Tuesday, 22 March 2022

Background knowledge - music and cosmology

In the latest dialogue on the application of Bayes theorem to historical analysis, the idea of background knowledge came up. I would like to come up with a real application of Bayes theorem to certain theses about history but I don't want to apply probabilities to things that are generally known or accepted since the degree of uncertainty does not support applying a probabilistic approach. Yet I am aware that what we seem to know is not really fully known, as if that sort of knowledge was even possible.

The mechanics of ninety-five percent of the matter and energy that we seem to be aware of is actually unknown to us and goes by the name of dark. It has to be there for what we see as stars and galaxies to 'hang together' but we can't say what it is. It is 'dark' to us. What makes us think that in the area of background knowledge we actually know anything?

When it comes to background knowledge in music, (this being the subject of the set of hand-signals embedded in the text of the Aleppo codex and all texts of Tanach copied since then in the world I know about,) I know if I know anything about musical line, or shape, or beauty, or tonality, I know at least three things: sequences of vibrations (notes) that lead to the idea and feeling of rest, sequences that lead to a feeling of incompleteness, and groups of such sequences, musical phrases and structures, that lead to surprise and delight.

Both cosmology and music are based on the concept of wave, or the vibration of particles, strings or voice or pipes. Waves operate within a field. The field of music for a particular performance (roughly speaking) encompasses time and space within audible limits. What happens to us as performer and listener when we take part in this field? Do we become part of the music of the spheres? (Just askin'.)

More seriously, what background knowledge can we assume for ourselves and for our ancestors within the tradition of Biblical Studies? Some few of you will know that I created a survey on survey-monkey - much too expensive a tool - $40 a month to use it for surveys with more than 10 responses. I only did the free bit. My questions were simple - here are the results:
20% of respondents included Musician as a role

More readers of music than I might have thought
This is far too few responses to even guess at a trend. Personally, I expect the musicians in the churches compared to those who concentrate on 'the word' without music (a fearful error) is about 5 in a 100. But there is a significant musical background within the religious world, perhaps even more in other traditions than in the Judeo-Christian circles such as I inhabit.

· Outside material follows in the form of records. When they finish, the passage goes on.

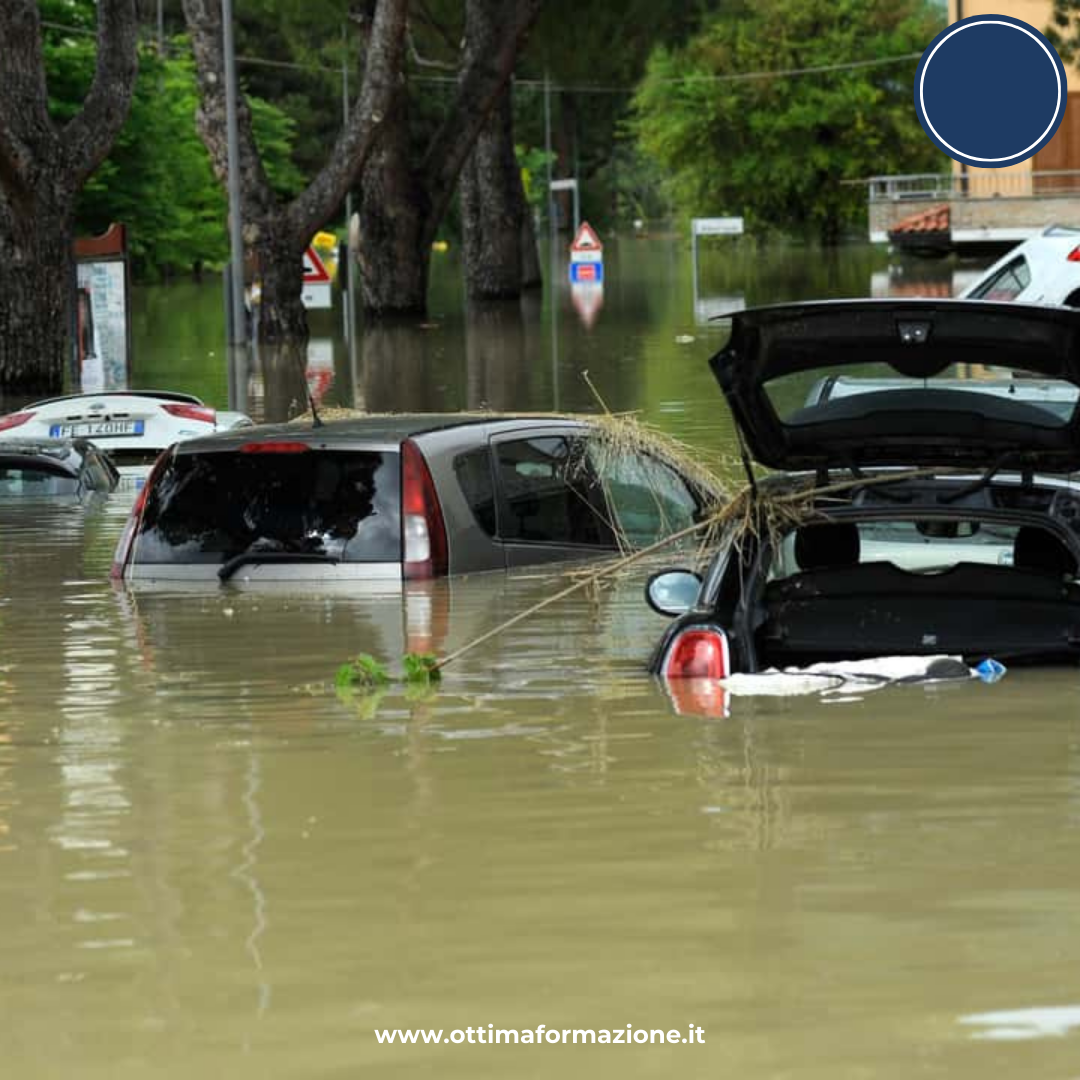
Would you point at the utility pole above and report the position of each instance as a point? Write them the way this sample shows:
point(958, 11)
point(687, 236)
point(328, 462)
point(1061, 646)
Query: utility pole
point(235, 223)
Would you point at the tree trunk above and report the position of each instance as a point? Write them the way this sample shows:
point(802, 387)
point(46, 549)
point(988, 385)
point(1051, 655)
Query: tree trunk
point(404, 199)
point(37, 281)
point(279, 259)
point(493, 211)
point(42, 169)
point(395, 226)
point(275, 233)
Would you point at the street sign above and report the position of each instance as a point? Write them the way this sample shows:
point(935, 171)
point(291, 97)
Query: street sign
point(586, 271)
point(586, 256)
point(585, 241)
point(716, 226)
point(316, 281)
point(314, 269)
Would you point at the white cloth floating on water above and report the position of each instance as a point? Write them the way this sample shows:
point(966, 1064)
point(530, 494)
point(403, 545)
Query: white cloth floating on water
point(850, 675)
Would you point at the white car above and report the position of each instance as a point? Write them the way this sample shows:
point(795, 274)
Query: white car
point(1044, 269)
point(133, 426)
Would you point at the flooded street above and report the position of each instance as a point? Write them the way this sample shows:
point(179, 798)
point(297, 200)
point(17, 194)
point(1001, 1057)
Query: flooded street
point(212, 863)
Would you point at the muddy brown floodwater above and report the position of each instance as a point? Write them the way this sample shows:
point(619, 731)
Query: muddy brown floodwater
point(212, 864)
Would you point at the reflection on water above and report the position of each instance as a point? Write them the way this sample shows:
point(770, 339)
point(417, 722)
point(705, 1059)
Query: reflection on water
point(211, 862)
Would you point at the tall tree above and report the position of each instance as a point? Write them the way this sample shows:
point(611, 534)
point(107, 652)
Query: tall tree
point(777, 147)
point(405, 193)
point(498, 239)
point(275, 230)
point(43, 166)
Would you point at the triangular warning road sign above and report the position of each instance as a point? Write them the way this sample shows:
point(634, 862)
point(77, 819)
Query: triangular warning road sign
point(314, 270)
point(586, 239)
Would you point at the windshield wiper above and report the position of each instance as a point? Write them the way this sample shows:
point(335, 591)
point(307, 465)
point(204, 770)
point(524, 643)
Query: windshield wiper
point(246, 557)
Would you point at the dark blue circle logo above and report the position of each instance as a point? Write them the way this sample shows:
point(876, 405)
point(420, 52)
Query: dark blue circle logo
point(990, 91)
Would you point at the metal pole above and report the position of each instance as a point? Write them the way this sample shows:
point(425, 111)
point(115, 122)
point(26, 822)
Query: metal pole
point(693, 250)
point(547, 148)
point(235, 224)
point(350, 304)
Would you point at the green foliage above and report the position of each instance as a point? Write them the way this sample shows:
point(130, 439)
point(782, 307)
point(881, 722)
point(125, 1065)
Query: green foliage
point(363, 672)
point(421, 669)
point(158, 178)
point(778, 148)
point(532, 161)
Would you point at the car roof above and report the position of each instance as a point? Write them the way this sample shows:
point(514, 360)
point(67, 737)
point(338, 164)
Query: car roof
point(62, 451)
point(169, 395)
point(379, 430)
point(1047, 254)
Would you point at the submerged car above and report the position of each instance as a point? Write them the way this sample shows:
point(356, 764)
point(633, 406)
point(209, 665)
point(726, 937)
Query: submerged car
point(54, 467)
point(134, 426)
point(399, 497)
point(1044, 269)
point(922, 511)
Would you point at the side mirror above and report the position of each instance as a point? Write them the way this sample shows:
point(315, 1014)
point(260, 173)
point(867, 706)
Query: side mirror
point(673, 592)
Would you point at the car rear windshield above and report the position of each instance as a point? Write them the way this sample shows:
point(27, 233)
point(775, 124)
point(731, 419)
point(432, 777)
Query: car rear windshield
point(211, 508)
point(30, 481)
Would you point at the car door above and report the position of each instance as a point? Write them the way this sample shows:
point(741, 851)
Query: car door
point(550, 503)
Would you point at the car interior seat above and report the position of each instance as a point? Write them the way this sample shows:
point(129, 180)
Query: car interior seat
point(1039, 550)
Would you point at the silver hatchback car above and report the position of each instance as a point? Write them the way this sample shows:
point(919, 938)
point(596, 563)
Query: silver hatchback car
point(399, 497)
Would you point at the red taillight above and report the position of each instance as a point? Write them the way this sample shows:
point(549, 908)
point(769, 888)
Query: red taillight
point(698, 652)
point(201, 413)
point(423, 532)
point(14, 420)
point(274, 448)
point(126, 540)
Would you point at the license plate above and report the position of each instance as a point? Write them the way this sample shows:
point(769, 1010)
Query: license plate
point(96, 429)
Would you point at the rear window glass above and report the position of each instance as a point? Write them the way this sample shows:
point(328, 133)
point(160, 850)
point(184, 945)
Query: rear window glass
point(473, 471)
point(851, 391)
point(1007, 284)
point(918, 547)
point(27, 482)
point(210, 508)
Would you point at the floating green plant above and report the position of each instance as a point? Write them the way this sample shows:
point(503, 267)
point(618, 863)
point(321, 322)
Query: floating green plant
point(364, 673)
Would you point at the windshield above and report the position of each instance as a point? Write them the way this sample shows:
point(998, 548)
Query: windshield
point(815, 395)
point(211, 508)
point(927, 545)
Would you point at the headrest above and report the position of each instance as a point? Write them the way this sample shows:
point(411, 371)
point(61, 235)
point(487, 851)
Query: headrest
point(1041, 551)
point(822, 547)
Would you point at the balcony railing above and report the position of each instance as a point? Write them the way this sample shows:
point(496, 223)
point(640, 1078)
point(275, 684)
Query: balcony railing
point(986, 184)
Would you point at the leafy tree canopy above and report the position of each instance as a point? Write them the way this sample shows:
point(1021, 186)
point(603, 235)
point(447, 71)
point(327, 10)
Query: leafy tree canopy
point(158, 179)
point(778, 148)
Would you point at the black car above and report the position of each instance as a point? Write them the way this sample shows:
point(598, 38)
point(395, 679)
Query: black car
point(929, 512)
point(386, 498)
point(46, 468)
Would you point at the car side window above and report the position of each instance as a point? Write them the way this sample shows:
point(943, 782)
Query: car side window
point(473, 471)
point(649, 498)
point(549, 494)
point(1007, 284)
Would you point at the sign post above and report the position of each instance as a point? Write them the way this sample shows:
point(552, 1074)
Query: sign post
point(586, 273)
point(103, 312)
point(316, 281)
point(710, 227)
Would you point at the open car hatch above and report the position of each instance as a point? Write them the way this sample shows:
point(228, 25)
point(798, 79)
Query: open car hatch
point(926, 383)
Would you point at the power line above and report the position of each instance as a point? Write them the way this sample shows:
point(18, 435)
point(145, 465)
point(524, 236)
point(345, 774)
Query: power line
point(575, 88)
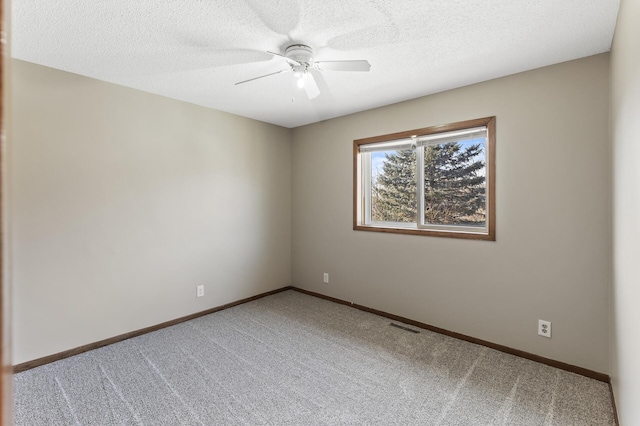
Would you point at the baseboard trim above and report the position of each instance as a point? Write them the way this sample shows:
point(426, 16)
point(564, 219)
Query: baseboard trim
point(537, 358)
point(71, 352)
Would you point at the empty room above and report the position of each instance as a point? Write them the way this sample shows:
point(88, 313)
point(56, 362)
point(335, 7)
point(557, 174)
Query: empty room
point(315, 213)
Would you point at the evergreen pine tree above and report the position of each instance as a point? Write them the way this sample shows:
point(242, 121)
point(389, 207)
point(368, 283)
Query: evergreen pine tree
point(396, 188)
point(454, 190)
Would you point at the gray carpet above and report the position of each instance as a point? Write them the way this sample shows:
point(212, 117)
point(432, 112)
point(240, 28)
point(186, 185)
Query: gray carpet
point(293, 359)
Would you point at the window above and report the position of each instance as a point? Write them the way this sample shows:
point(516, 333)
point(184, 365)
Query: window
point(435, 181)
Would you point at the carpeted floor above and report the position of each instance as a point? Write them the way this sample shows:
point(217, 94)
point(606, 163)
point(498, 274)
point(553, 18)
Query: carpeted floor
point(293, 359)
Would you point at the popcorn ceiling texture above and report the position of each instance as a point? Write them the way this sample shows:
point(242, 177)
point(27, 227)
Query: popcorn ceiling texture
point(195, 50)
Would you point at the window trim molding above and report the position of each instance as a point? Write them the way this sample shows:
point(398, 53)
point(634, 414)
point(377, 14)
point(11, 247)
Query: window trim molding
point(464, 233)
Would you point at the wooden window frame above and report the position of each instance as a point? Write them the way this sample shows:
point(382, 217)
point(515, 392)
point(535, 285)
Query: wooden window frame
point(358, 193)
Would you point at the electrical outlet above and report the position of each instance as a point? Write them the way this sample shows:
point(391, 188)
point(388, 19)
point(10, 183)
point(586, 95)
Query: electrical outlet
point(544, 328)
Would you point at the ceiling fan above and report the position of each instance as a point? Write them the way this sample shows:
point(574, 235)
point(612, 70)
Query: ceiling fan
point(300, 59)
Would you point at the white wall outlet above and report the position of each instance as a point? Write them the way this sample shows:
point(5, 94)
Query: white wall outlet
point(544, 328)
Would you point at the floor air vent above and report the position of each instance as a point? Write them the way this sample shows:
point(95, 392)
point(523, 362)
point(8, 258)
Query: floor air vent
point(404, 328)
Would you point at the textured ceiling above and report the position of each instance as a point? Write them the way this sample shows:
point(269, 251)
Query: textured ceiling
point(195, 50)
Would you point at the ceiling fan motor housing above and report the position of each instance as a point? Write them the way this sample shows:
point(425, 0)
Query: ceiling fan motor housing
point(301, 54)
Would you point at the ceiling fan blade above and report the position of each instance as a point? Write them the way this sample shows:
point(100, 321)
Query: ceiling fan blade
point(344, 65)
point(262, 76)
point(310, 86)
point(291, 61)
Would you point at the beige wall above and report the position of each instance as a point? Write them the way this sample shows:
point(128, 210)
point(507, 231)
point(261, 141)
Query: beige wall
point(625, 136)
point(551, 259)
point(122, 202)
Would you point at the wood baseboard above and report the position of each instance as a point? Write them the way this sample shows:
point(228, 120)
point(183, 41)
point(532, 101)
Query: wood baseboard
point(537, 358)
point(71, 352)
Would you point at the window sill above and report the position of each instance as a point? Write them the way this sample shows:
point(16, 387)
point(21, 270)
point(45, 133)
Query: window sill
point(411, 229)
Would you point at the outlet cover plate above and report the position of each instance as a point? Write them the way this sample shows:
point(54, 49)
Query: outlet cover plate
point(544, 328)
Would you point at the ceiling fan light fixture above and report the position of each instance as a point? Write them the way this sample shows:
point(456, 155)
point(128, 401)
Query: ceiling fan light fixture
point(300, 80)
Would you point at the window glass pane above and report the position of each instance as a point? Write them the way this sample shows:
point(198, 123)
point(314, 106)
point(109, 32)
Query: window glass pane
point(393, 186)
point(455, 183)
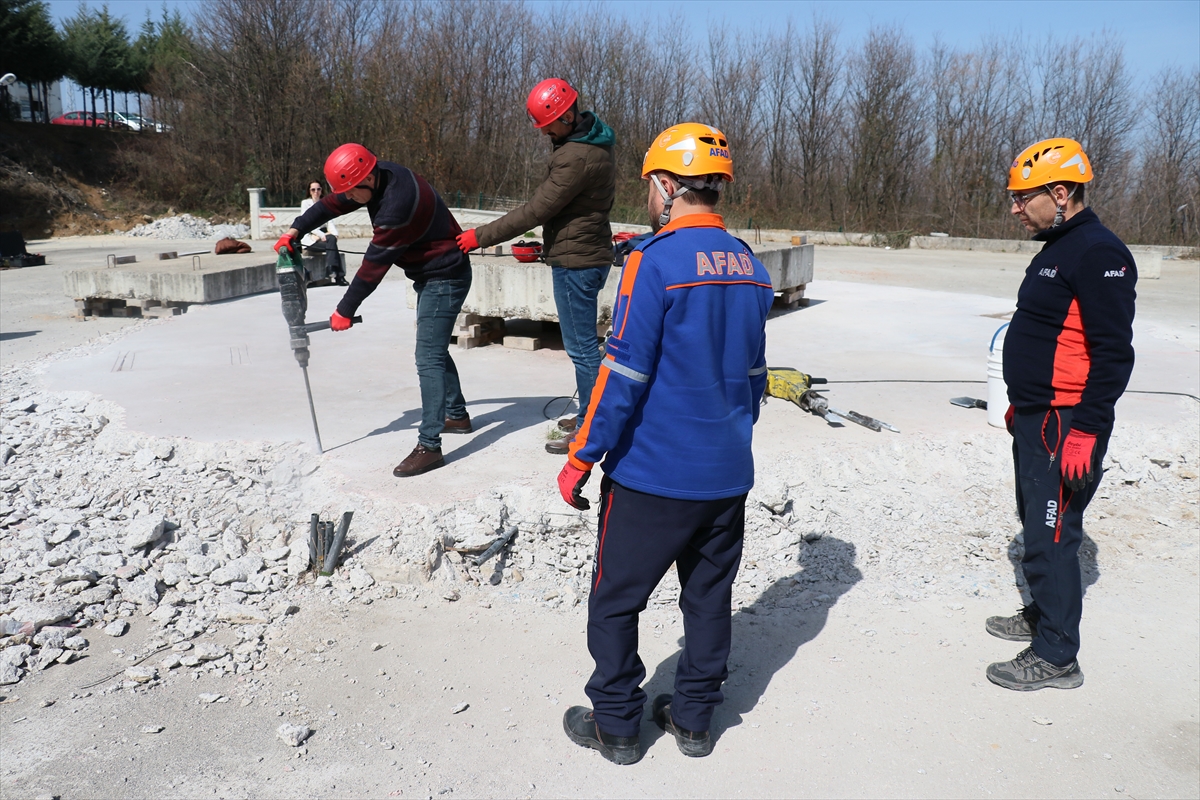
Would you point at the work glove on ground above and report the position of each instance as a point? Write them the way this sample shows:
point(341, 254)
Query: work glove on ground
point(286, 242)
point(467, 240)
point(1078, 451)
point(570, 485)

I know that string vibrations were investigated up to 3000 years ago. It's too big a study for me to summarize, but there is no ignorance of the octave 2/1, or the fifth 3:2, or the fourth 4:3, or the scale divided into roughly 7 or 8 steps, or instruments tuned to play a scale in ancient times that we would recognize today. You can get in as deeply as you like with a search. The musicologists and the mathematicians leave me behind quickly.

In short, I am not surprised that Suzanne Haïk-Vantoura found a 7 note scale for the poetry books in the accents, and a compatible 8 note scale in the prose books. I am also not surprised that she postulates that the pausal accents under the text allow for cadences (the sense of resting) on the fourth note of the scale and on the second note as well in the poetry books. (For more, see my book on the music and the series of posts on this blog under the title, the ladder.)

The general sense of the music found restores the tone of voice in a way that is immediately recognizable by a modern hearer. It changes our attitude to the words and our sense of who was able to design such a coherent and efficient system. The information embedded in the system is as significant for us as it was for them. They were like us, lovers of beauty, recognizing transcendence, and able to design a notation that would stand the test of time.

I can accept this assumption of background knowledge even if I am only 5% sure that I exist in a musical field. Maybe the darkness of the matter and energy that surround me is vital to my soul.